You can make homemade pizza with a minimum of tools, or you can buy the entire yuppie menagerie (and let's face it—if you're a foodie, you probably want the toys). Below is a brief rundown of the different options available. Since I'm a relative beginner to the process, I've also linked out to a few in-depth reviews.
Before we jump in, I'd like to address what I've found to be essentially two different types of homemade pizzas—the short-cut version (or as Jamie Oliver calls it, the "Cheat's Pizza") and the traditional yeast and kneading method. There are a few shades of grey in between, but it seems to me (thus far) that these are the two basic schools.
Check out the chart above, but in a nutshell, the "Cheat's Pizza" method generally uses A) self-rising dough B) a food processor instead of your hands and C) a cast iron-pan to "par-fry" the dough (read more about this process here and below). The traditional method requires a pizza stone, which increases the heat—(home ovens can't reach anywhere near the 800 degree mark achieved by commercial pizza ovens).

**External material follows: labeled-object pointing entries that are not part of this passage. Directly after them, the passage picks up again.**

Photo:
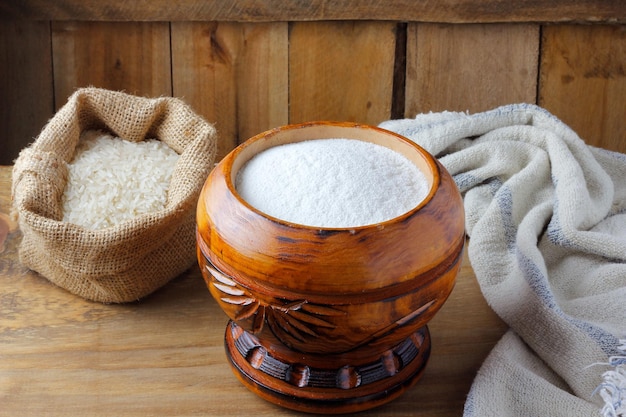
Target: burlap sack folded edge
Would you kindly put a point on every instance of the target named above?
(133, 259)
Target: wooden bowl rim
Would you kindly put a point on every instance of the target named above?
(269, 138)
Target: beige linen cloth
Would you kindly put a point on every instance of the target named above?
(546, 216)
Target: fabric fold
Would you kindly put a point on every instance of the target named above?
(546, 216)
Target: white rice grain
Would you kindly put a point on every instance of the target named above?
(112, 180)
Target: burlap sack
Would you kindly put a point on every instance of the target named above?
(128, 261)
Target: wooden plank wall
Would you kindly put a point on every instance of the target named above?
(247, 77)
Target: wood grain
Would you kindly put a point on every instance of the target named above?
(25, 84)
(164, 355)
(341, 71)
(234, 75)
(133, 57)
(449, 11)
(470, 67)
(583, 81)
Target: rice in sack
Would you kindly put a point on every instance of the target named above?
(129, 258)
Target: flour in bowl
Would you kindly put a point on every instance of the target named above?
(112, 180)
(332, 183)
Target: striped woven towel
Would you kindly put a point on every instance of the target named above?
(546, 216)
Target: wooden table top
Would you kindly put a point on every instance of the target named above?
(164, 355)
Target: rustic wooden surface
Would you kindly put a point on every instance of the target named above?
(470, 67)
(247, 77)
(61, 355)
(583, 81)
(451, 11)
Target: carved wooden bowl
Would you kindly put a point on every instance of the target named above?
(329, 320)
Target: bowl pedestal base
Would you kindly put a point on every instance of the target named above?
(325, 383)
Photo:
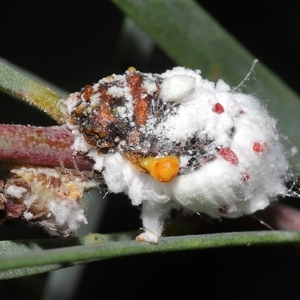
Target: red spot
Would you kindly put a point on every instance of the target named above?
(245, 176)
(229, 155)
(223, 210)
(218, 108)
(259, 147)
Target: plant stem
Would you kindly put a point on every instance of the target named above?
(33, 92)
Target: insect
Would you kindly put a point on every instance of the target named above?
(176, 140)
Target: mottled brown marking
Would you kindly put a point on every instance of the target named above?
(88, 92)
(141, 99)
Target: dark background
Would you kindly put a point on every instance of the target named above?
(72, 43)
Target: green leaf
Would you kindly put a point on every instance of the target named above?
(192, 38)
(31, 91)
(30, 257)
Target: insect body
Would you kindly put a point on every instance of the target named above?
(177, 140)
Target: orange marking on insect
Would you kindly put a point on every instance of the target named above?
(131, 69)
(222, 210)
(259, 147)
(163, 169)
(218, 108)
(229, 155)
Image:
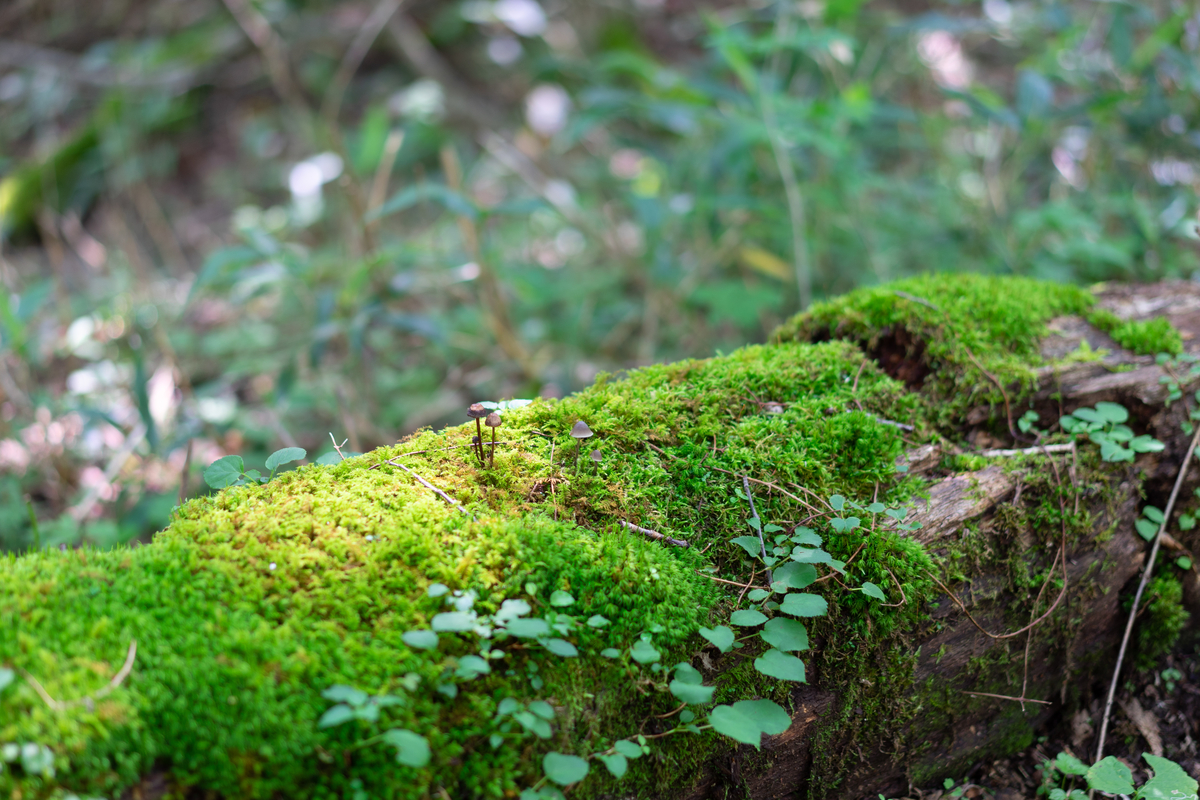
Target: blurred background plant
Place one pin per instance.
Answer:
(233, 226)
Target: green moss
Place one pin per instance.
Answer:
(257, 599)
(953, 326)
(1147, 336)
(1163, 619)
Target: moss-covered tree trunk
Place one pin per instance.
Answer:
(915, 396)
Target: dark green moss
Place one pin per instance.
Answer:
(1147, 336)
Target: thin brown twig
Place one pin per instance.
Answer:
(1006, 697)
(732, 583)
(1141, 589)
(118, 679)
(432, 488)
(653, 534)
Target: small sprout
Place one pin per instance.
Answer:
(580, 431)
(492, 421)
(477, 411)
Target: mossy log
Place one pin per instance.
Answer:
(257, 599)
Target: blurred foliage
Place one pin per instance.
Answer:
(233, 227)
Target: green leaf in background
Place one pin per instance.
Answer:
(225, 471)
(616, 764)
(785, 635)
(871, 590)
(564, 770)
(777, 663)
(1110, 775)
(412, 749)
(796, 575)
(1146, 528)
(749, 543)
(420, 639)
(285, 456)
(747, 618)
(1068, 764)
(561, 648)
(628, 749)
(527, 627)
(691, 693)
(1170, 782)
(802, 605)
(721, 637)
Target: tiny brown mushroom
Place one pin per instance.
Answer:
(477, 411)
(492, 421)
(580, 431)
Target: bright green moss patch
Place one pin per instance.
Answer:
(1147, 336)
(948, 329)
(257, 599)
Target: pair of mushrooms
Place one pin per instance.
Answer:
(477, 411)
(580, 431)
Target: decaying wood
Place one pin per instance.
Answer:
(969, 504)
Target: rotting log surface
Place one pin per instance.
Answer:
(355, 549)
(1061, 671)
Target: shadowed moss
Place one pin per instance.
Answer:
(257, 599)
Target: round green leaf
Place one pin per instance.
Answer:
(802, 605)
(561, 648)
(720, 637)
(412, 749)
(225, 471)
(1111, 411)
(796, 576)
(785, 635)
(527, 627)
(628, 749)
(736, 725)
(1169, 782)
(451, 621)
(691, 693)
(1110, 775)
(420, 639)
(747, 618)
(871, 590)
(564, 769)
(775, 663)
(1146, 528)
(615, 763)
(285, 456)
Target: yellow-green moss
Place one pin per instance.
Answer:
(257, 599)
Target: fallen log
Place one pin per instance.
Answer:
(972, 593)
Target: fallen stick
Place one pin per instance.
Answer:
(653, 534)
(1027, 451)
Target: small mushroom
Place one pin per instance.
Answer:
(477, 411)
(580, 431)
(492, 421)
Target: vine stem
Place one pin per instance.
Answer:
(1141, 589)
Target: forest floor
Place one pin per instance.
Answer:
(1157, 713)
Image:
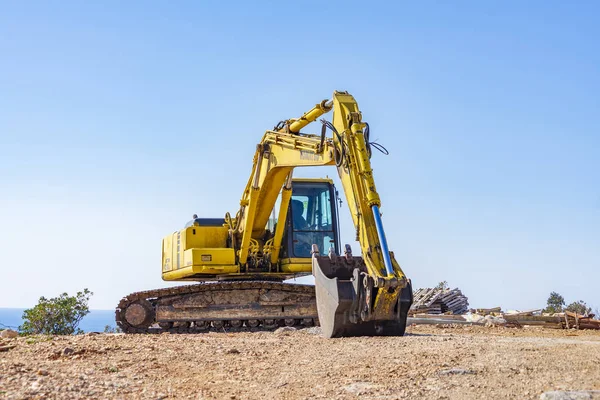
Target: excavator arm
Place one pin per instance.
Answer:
(355, 295)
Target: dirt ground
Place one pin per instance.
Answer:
(428, 363)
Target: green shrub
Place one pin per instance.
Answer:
(57, 316)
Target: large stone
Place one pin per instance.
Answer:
(571, 395)
(8, 334)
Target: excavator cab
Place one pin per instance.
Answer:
(312, 219)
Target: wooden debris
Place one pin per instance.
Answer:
(439, 301)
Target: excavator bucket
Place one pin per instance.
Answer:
(341, 300)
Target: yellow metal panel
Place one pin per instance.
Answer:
(296, 265)
(204, 236)
(208, 256)
(167, 254)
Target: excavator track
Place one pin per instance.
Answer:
(230, 305)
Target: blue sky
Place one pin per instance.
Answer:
(120, 120)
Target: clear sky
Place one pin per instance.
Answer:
(119, 120)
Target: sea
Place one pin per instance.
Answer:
(95, 321)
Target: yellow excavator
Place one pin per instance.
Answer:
(242, 261)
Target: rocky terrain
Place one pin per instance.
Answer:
(430, 362)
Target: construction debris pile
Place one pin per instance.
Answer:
(495, 316)
(439, 301)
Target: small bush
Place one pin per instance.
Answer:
(112, 329)
(555, 303)
(57, 316)
(579, 307)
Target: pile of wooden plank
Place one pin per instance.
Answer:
(439, 301)
(493, 316)
(574, 320)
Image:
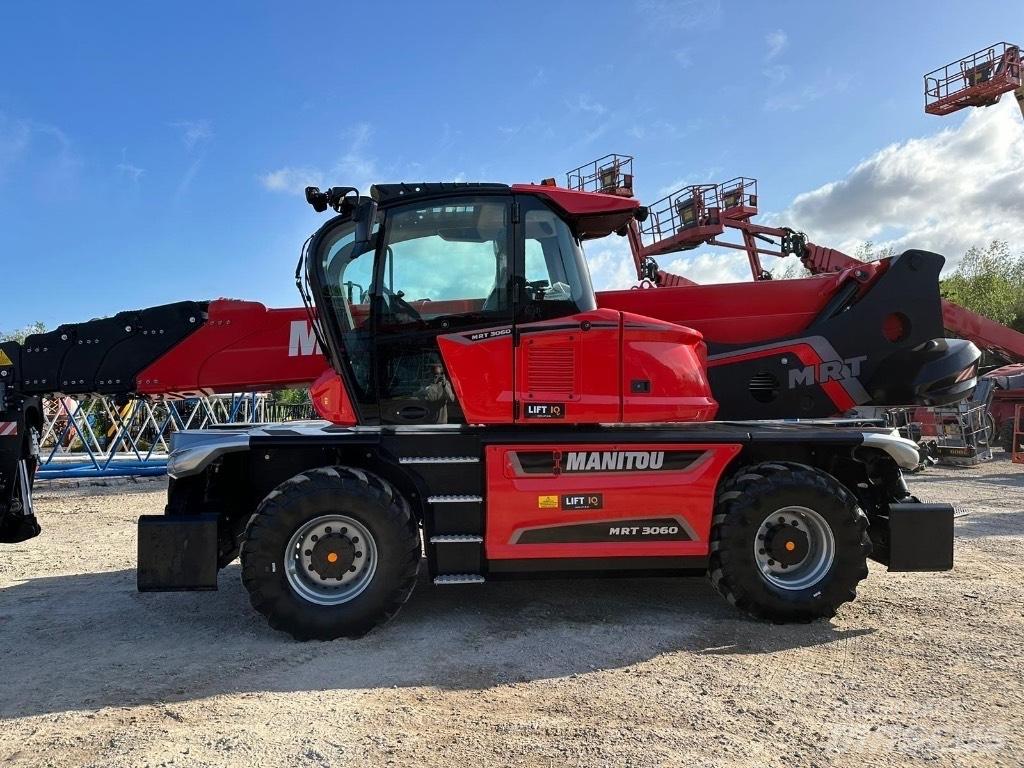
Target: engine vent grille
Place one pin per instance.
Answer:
(551, 369)
(764, 387)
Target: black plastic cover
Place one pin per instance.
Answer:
(177, 553)
(913, 537)
(105, 355)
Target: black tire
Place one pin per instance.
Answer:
(752, 498)
(370, 501)
(1007, 435)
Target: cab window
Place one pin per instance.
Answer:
(445, 260)
(556, 279)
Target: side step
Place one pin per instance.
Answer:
(459, 579)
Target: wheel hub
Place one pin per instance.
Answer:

The best part about making pizza at home is the fresh ingredients. I love using basil I've grown right in the garden, and fresh mozzarella is the best! The ingredients are easy—just pick and choose what you like. However, one thing I haven't quite mastered is the sauce. I plan on playing around with a few different recipes as I go—I have a few listed in the forum, please add any recipes that you've tried and like to the master list.
I just bought my first pizza stone and I can't wait to use it! Up until this point I have been using simple metal pans or a cast-iron pan for the "Cheat's" method mentioned above.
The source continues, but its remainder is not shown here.